Saturday, May 7, 2011

Birth of an Heirloom: The Grandaddy Letters, Volume 2

Rebekah's good work
I may have mentioned before in this space how Rebekah is pretty much a genius at everything she does. Any task she puts her mind to, she does well; end of story. In fact, she's partly to blame for the "Live Like You Mean It" anti-mediocrity credo that serves as a thread of continuity running through so much of my work.

We may not be actual grandparents yet - we have to wait until mid-October for that privilege - but that doesn't mean there is no grandparenting to be done. Not, that is, if you can pull out a sewing machine and resurrect a skill-set lying dormant for several decades.

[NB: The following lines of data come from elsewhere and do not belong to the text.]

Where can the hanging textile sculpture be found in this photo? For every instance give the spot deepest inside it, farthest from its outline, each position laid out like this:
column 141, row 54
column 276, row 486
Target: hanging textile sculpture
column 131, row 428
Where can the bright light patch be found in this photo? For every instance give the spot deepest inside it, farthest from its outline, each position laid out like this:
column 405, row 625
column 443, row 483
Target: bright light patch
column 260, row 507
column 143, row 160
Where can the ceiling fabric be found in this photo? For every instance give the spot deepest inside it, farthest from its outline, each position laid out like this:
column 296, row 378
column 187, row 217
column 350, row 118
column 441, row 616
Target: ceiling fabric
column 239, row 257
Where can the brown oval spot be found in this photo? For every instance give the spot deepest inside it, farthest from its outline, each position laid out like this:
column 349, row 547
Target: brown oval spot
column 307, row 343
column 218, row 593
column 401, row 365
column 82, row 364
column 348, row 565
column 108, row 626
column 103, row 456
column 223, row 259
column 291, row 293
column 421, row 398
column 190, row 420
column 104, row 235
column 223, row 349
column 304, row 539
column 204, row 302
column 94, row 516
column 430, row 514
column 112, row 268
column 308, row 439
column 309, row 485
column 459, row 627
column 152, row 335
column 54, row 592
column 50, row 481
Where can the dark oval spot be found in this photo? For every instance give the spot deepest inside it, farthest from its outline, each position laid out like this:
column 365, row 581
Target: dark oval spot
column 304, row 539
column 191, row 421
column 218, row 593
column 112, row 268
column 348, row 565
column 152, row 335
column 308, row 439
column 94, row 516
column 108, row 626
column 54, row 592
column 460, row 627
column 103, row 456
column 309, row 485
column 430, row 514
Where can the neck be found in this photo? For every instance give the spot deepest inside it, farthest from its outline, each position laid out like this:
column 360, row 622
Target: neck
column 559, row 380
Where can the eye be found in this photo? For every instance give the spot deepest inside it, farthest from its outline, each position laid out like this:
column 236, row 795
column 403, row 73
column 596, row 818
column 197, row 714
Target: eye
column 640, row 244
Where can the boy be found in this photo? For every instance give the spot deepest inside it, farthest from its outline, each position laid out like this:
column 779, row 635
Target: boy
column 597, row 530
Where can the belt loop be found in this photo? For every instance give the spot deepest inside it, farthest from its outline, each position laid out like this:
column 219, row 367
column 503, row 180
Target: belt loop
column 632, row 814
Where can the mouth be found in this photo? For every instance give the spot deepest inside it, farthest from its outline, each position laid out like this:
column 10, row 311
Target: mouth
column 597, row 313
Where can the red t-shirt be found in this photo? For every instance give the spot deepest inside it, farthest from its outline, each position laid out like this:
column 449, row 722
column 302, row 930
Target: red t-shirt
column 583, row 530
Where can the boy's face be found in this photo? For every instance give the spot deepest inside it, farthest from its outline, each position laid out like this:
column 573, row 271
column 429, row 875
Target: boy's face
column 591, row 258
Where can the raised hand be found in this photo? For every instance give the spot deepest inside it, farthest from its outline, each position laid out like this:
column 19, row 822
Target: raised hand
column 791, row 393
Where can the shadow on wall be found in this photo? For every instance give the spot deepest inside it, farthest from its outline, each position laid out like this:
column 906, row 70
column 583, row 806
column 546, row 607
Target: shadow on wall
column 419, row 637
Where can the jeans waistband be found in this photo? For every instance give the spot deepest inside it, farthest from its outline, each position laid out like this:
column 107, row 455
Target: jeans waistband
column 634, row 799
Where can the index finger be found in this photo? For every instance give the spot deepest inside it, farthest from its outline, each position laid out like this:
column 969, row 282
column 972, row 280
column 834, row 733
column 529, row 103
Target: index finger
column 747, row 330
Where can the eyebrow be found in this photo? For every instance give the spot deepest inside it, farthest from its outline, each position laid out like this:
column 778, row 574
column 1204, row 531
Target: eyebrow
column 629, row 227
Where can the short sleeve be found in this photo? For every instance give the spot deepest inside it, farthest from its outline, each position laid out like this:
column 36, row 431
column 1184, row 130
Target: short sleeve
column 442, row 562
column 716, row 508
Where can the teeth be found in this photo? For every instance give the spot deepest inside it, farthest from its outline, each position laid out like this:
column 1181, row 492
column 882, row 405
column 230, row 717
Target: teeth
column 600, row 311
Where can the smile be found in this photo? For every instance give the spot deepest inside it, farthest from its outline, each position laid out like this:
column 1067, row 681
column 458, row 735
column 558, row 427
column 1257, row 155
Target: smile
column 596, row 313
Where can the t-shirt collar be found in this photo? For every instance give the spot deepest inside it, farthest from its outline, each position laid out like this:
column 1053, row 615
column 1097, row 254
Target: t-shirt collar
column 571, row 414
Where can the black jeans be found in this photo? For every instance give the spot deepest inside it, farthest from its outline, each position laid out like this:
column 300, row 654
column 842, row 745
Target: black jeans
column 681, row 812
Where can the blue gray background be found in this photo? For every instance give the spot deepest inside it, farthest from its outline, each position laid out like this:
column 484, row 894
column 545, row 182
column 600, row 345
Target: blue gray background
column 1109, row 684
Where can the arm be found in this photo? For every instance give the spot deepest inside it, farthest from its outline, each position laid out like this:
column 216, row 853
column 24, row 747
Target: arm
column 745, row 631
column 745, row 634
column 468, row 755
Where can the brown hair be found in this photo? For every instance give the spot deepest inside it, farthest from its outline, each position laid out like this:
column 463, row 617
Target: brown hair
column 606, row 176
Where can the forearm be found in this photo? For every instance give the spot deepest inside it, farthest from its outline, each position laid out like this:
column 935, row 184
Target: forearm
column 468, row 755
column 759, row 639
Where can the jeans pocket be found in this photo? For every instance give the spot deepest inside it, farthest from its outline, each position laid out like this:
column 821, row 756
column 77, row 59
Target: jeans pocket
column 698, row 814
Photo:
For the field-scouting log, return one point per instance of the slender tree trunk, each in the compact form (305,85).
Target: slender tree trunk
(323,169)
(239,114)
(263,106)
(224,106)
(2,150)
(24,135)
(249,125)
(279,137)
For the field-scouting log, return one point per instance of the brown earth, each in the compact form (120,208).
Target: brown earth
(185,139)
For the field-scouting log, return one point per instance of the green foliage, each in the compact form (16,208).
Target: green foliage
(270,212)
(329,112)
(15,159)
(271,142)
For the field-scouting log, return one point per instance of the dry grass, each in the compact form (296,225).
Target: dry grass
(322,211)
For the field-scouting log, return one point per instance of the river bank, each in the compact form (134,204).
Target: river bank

Rebekah's mother's sewing machine...
Heirloom baptismal gowns have to come from somewhere, and Rebekah decided the best place of all is from a heart of love. It's been a project several weeks in the making, and this week she finally put the finishing touches to a gown she conceived, designed, tweaked and made. It is, in a word, exquisite.

As I was brought up in the Baptist Church, I thought long and hard about infant baptism back when Andrew and Naomi came into this world. 

I was baptized at age 14, on an Easter Sunday at the Folkestone Baptist Church in England. It was the first time Rev. Pike had immersed anyone from a kneeling position (my idea). But kneeling really was the only practical option after the unfortunate incident of the previous month - a bona fide catastrophe involving an unanticipated but spectacular double-dunking that took both the good reverend and the hefty lady he was baptizing all the way under. She went back, he went back, and four feet shot straight up into the air. It was a beautiful moment for those of us sitting in the balcony.

Covenant Baptism: 
But I digress. Infant baptism made great sense once I understood the event in terms of Covenant. In the Old Covenant - God's agreement with Abraham and the Children of Israel - circumcision represented the commitment. Christ's "New Covenant" is also a sign and a seal of God's promise. Baptism is a mark that declares "this family belongs to God!" Andrew and Naomi were - are - children of promise in the same way. Baptism isn't a ticket to salvation, it's a sign that God's covenant promise is faithful.

This new baptismal gown - made by hand, by Rebekah - is one way we can say that our new baby grandchild is a part of the household of God and surrounded by deep and abiding love. Our love, God's love, Naomi and Craig's love, all wrapped around this amazing miracle of insistent life.

The birth may be a long five months down the road. But we've seen the sonogram; Naomi and Craig have heard the heartbeat; Naomi saw the baby "turning somersaults" at the doctor's office this week....

.... And, most importantly, this little life is well known by God, a special and specific creation of wonder and promise. "See what great love the Father has lavished on us, that we should be called children of God! And that is what we are!" (1 John 3:1)

Love is most often a deliberate, faithful and ongoing collection of small things. Mother Teresa famously said, "There are no great things; only small things with great love."

This new gown, then, is one very great small thing!

In love and because of promise - DEREK

1 comment:

Grandma Grace said...

beautiful Gown !! Rebekah is SO gifted ! Thanks for sharing this.You were not baptised as a baby , BUT you did have a Special Service of Dedication (complete with "Gown" ) when you were a few weeks old.